BLUE LINE - THE EARLY YEARS        [5]

    There were other operators on the Doncaster and Goole route, or parts of it.  For example, Moorends and Thorne also had a bus service to Doncaster which ran via the villages of Hatfield, Dunsville and Edenthorpe.  Severn's  Cressy, Parish's Felix, Smith's Renown and Harold Wilson's Premier operated this route jointly.  Several others, including William Lowe's Mabel (of Stainforth) and Jimmy Firth's Irene, Barley's Corona and Hopley and Richardson's Majestic also ran between Thorne and Moorends, Thorne and Stainforth or Thorne and Goole.  The proliferation of these bus operators was associated with the establishment of Hatfield Main colliery (at Stainforth) and Thorne colliery (at Moorends) and the consequent expansion in the population of Thorne and Stainforth.  Robert Store, the owner of a bicycle and hardware shop and petrol filling-station in Stainforth also held licences to operate on the Doncaster and Dunscroft and Doncaster and Goole routes with his Reliance buses.

    In 1933, the Mabel bus business was purchased by Mr Wilson, giving him additional journeys between Stainforth and Moorends and some which extended to Dunscroft (Kidson's Stores).  Albert Braim ceased operations on the Armthorpe route in 1940, and the business was shared between the three other existing operators.

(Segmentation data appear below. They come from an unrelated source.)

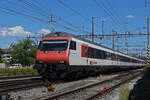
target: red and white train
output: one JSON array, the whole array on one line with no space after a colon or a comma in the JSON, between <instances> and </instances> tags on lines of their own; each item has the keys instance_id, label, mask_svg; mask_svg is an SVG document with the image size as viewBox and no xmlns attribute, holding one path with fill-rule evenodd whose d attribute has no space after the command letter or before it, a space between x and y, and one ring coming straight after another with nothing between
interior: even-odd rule
<instances>
[{"instance_id":1,"label":"red and white train","mask_svg":"<svg viewBox=\"0 0 150 100\"><path fill-rule=\"evenodd\" d=\"M104 71L144 67L145 61L64 32L44 36L35 68L46 79L72 79Z\"/></svg>"}]
</instances>

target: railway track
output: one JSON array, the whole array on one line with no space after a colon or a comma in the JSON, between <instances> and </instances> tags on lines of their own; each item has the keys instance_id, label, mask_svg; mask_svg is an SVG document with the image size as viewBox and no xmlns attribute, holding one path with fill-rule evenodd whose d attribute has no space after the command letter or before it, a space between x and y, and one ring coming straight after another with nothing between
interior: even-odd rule
<instances>
[{"instance_id":1,"label":"railway track","mask_svg":"<svg viewBox=\"0 0 150 100\"><path fill-rule=\"evenodd\" d=\"M0 95L5 95L11 91L43 86L44 83L40 76L17 76L0 77Z\"/></svg>"},{"instance_id":2,"label":"railway track","mask_svg":"<svg viewBox=\"0 0 150 100\"><path fill-rule=\"evenodd\" d=\"M112 79L101 82L93 82L84 86L78 85L75 87L68 87L64 91L47 94L33 100L93 100L99 96L106 95L113 89L141 74L142 71L129 71ZM109 86L109 88L102 90L105 86Z\"/></svg>"}]
</instances>

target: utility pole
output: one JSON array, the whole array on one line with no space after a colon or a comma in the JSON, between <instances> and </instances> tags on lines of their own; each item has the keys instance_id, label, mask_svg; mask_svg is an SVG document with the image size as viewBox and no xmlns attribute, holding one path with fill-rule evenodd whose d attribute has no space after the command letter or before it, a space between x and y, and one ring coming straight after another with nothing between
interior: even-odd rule
<instances>
[{"instance_id":1,"label":"utility pole","mask_svg":"<svg viewBox=\"0 0 150 100\"><path fill-rule=\"evenodd\" d=\"M50 21L49 21L51 33L54 31L54 28L53 28L53 23L54 23L54 22L56 22L56 21L53 20L53 14L51 14L51 15L50 15Z\"/></svg>"},{"instance_id":2,"label":"utility pole","mask_svg":"<svg viewBox=\"0 0 150 100\"><path fill-rule=\"evenodd\" d=\"M102 35L104 35L104 22L106 21L106 19L102 19Z\"/></svg>"},{"instance_id":3,"label":"utility pole","mask_svg":"<svg viewBox=\"0 0 150 100\"><path fill-rule=\"evenodd\" d=\"M114 43L114 33L115 33L115 31L112 30L112 49L113 49L113 50L115 49L115 48L114 48L114 45L115 45L115 43Z\"/></svg>"},{"instance_id":4,"label":"utility pole","mask_svg":"<svg viewBox=\"0 0 150 100\"><path fill-rule=\"evenodd\" d=\"M147 32L147 65L149 65L149 18L146 17L146 32Z\"/></svg>"},{"instance_id":5,"label":"utility pole","mask_svg":"<svg viewBox=\"0 0 150 100\"><path fill-rule=\"evenodd\" d=\"M145 1L144 5L145 8L147 7L146 5L150 4L149 1ZM146 16L146 32L147 32L147 67L149 67L149 18Z\"/></svg>"},{"instance_id":6,"label":"utility pole","mask_svg":"<svg viewBox=\"0 0 150 100\"><path fill-rule=\"evenodd\" d=\"M92 16L92 42L94 42L94 17Z\"/></svg>"}]
</instances>

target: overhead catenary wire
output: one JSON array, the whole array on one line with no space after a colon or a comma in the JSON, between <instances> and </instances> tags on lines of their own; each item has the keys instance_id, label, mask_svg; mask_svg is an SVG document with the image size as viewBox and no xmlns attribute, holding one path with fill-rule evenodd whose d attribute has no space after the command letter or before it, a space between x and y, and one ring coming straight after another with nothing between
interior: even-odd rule
<instances>
[{"instance_id":1,"label":"overhead catenary wire","mask_svg":"<svg viewBox=\"0 0 150 100\"><path fill-rule=\"evenodd\" d=\"M29 1L26 1L26 0L19 0L19 1L22 2L23 4L29 6L31 9L34 9L35 11L37 11L37 10L39 10L39 11L41 11L41 12L44 11L43 9L41 9L40 7L38 7L37 5L35 5L34 3L31 3L31 2L29 2ZM49 17L49 16L48 16L48 13L47 13L46 11L44 11L44 12L45 12L45 13L44 13L44 14L45 14L45 17ZM82 30L80 27L73 25L72 23L66 21L66 20L63 19L63 18L60 18L60 17L58 17L58 16L54 16L54 17L55 17L56 19L58 19L59 21L62 21L62 22L64 22L65 24L69 25L70 27L73 27L74 29L78 29L78 30L81 31L81 32L90 33L90 32L87 32L87 31L85 31L85 30ZM69 28L68 28L68 29L69 29Z\"/></svg>"},{"instance_id":2,"label":"overhead catenary wire","mask_svg":"<svg viewBox=\"0 0 150 100\"><path fill-rule=\"evenodd\" d=\"M122 29L121 24L116 21L116 19L114 18L114 15L109 11L108 8L104 6L104 3L102 1L101 3L97 2L96 0L93 0L93 1L100 9L104 10L104 12L111 18L111 21L114 23L114 25L117 25L119 28Z\"/></svg>"},{"instance_id":3,"label":"overhead catenary wire","mask_svg":"<svg viewBox=\"0 0 150 100\"><path fill-rule=\"evenodd\" d=\"M67 5L66 3L64 3L62 0L57 0L57 1L58 1L58 3L60 3L61 5L63 5L64 7L70 9L72 12L74 12L78 16L82 17L84 20L89 20L89 18L83 16L81 13L79 13L78 11L76 11L75 9L73 9L72 7L70 7L69 5Z\"/></svg>"}]
</instances>

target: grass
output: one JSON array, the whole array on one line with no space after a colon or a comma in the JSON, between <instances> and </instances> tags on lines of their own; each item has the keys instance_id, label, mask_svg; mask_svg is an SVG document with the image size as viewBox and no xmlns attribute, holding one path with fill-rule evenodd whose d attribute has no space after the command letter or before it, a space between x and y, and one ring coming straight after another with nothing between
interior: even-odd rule
<instances>
[{"instance_id":1,"label":"grass","mask_svg":"<svg viewBox=\"0 0 150 100\"><path fill-rule=\"evenodd\" d=\"M128 100L129 94L130 94L129 86L127 84L123 85L120 90L119 100Z\"/></svg>"}]
</instances>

    Things were not always as they seemed in the Blue Line fleet.  WG 4059, pictured here in  June 1948 at Doncaster, is sporting a Guy radiator but is in fact a Gilford.  Just visible behind is the first double-decker to join the Reliance fleet, AML 996 (see also below).  Once No 78 in the Leeds City Transport fleet, this futuristic machine of the AEC 'Q' type had full-fronted 60-seat MCW bodywork with centre entrance and side-mounted engine.  It is pictured below in April 1949, shortly before  being withdrawn and scrapped.  Both pictures are by Roger Holmes.